Integrated proteomics, biological functional assessments and metabolomics reveal toosendanin induced hepatic energy metabolic disorders.

Toosendanin (TSN), a compound from Melia toosendan, exerts severe hepatotoxicity, which restricts its clinical application. However, the mechanism is not clear. Our previous research found that covalent modification of TSN for proteins might be a possible reason using human liver microsome, and the glycolytic enzymes, triosephosphate isomerase 1 (TPIS) and α-enolase (ENOA), were responsible for the hepatotoxicity. In this study, we tried to prove them in cell and animal models by integration of proteomics, metabolomics and biological methods. Proteomics analysis in rats showed that TPIS and ENOA were covalently modified by TSN reactive metabolites (RMs).
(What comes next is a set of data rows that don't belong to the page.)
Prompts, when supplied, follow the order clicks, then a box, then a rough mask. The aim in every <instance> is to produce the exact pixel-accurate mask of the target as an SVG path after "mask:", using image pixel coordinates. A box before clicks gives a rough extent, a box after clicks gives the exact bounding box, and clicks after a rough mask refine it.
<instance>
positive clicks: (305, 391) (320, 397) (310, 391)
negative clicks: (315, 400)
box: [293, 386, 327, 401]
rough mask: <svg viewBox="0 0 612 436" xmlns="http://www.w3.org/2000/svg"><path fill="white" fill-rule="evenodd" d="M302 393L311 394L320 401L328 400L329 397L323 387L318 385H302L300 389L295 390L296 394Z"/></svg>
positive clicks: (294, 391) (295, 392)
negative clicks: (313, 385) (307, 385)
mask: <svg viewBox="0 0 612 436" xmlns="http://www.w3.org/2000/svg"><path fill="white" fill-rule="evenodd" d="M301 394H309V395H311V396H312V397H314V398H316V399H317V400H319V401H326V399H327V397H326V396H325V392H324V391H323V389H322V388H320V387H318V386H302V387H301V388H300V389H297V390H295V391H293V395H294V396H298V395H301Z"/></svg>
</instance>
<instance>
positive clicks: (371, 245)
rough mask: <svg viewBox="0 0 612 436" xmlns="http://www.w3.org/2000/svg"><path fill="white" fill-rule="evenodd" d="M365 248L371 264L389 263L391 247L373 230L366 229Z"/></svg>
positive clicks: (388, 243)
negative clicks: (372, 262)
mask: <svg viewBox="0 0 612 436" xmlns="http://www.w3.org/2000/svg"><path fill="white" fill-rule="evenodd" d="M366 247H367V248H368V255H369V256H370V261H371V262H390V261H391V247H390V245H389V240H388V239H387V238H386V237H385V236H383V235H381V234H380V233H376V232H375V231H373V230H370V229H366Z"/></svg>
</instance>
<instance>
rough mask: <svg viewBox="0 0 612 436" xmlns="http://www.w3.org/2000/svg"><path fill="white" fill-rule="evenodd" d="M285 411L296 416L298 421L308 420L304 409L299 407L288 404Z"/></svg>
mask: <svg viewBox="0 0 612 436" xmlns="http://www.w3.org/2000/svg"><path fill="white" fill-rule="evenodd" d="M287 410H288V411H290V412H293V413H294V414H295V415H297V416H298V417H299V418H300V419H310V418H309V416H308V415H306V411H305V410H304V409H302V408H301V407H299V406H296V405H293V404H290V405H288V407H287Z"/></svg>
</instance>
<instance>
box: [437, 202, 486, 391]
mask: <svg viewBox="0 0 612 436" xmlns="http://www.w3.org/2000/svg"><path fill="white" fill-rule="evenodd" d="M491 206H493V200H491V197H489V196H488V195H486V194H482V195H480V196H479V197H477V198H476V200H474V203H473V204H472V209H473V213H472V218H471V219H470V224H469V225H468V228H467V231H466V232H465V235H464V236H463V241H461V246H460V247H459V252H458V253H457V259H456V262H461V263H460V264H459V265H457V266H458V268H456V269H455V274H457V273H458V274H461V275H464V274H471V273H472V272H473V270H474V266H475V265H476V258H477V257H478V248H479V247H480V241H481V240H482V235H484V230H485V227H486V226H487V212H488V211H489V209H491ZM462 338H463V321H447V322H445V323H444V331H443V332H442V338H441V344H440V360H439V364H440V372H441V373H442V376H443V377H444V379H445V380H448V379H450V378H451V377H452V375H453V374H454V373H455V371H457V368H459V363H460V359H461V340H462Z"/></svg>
The biological functional assessments exhibited that the modifications inhibited the activity of TPIS and induced the activity of ENOA, respectively, in vitro and in vivo, followed by the increase of cellular methylglyoxal (MG), advanced glycation end products (AGEs) and reactive oxygen species (ROS)/superoxide, the induction of mitochondrial dysfunction, which further inhibited oxidative phosphorylation and stimulated glycolysis. Furthermore, metabolomics demonstrated the decrease of metabolites in tricarboxylic acid cycle, fatty acid β-oxidation and amino acid metabolism, i.e. TSN induced hepatocyte energy metabolism disorder. In conclusion, these data suggest novel mechanistic insights into TSN induced liver injury on the upstream level and provide valuable proteins and energy metabolic targets for diagnosis and therapy in clinic.